Drake Supporting Alleged Baby Mama & Child Financially & Plans To Take DNA Test, Report Claims

Despite Pusha T’s claims that Drake’s been a ‘deadbeat’ dad, a new report claims that the rapper actually has been supporting his alleged love child and baby mama over the last several months. Here’s the latest!

Drake has yet to publicly comment on rumors that he’s the father of Sophie Brussaux’s son, Adonis, who was born in late 2017, but behind the scenes, he’s been doing his duties as an alleged dad, according to TMZ. The rapper reportedly believes there’s a “slight chance” the baby could be his, so he’s been supporting Sophie financially as he waits for confirmation of paternity. TMZ reports that Drake is planning on taking a DNA test, although did not confirm when that will happen. This report comes after Pusha T made the shocking claims about Drake’s alleged love child in a now-viral diss track called “The Story Of Adidon.”

However, rumors about Drake allegedly being a father first broke in May 2017, when Sophie, a porn star from France, publicly claimed she was pregnant with his child after a hookup in Amsterdam four months before. At the time, Drake’s reps denied the reports, claiming Drizzy used protection and was certain the baby was not his. It’s unclear what changed between then and now, if this new TMZ report is true. HollywoodLife has reached out to Drake’s team for comment.

Apparently, Drake was planning on coming clean about his alleged baby when he released his new album, which he’s been hard at work on, according to TMZ. Since Pusha already beat him to the punch, though, there will likely be a change in plans for how he goes about finally confirming or denying the story.

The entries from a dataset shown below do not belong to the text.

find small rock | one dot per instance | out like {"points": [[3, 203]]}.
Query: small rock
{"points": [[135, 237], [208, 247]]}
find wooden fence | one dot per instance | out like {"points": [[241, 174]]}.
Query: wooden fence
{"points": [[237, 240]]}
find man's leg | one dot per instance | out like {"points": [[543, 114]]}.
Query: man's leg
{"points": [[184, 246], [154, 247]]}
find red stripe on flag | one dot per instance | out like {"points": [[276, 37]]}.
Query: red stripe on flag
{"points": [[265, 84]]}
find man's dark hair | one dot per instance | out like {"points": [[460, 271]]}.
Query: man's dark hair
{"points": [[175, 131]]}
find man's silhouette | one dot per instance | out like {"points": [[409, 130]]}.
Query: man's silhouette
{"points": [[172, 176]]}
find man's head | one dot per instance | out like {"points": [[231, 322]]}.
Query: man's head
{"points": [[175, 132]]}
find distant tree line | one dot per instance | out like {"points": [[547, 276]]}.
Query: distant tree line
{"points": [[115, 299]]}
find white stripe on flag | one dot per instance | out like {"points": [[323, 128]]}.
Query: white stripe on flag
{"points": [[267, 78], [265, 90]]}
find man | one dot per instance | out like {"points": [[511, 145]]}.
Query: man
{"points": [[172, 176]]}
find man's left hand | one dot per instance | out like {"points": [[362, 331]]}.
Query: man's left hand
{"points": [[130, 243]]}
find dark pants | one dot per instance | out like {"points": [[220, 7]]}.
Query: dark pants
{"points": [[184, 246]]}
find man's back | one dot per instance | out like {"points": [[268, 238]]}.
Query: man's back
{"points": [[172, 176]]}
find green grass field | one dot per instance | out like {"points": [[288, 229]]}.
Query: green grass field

Meanwhile, along with all of this drama, Drake has also come under fire after Pusha shared a throwback photo of him in blackface, which was used as artwork for “The Story of Adidon.” That controversy is one Drake did comment on — he explained that the pic was taken during a 2007 project about “young black actors struggling to get roles, being stereotyped and type cast” and was meant to represent how “African Americans were once wrongfully portrayed in entertainment.”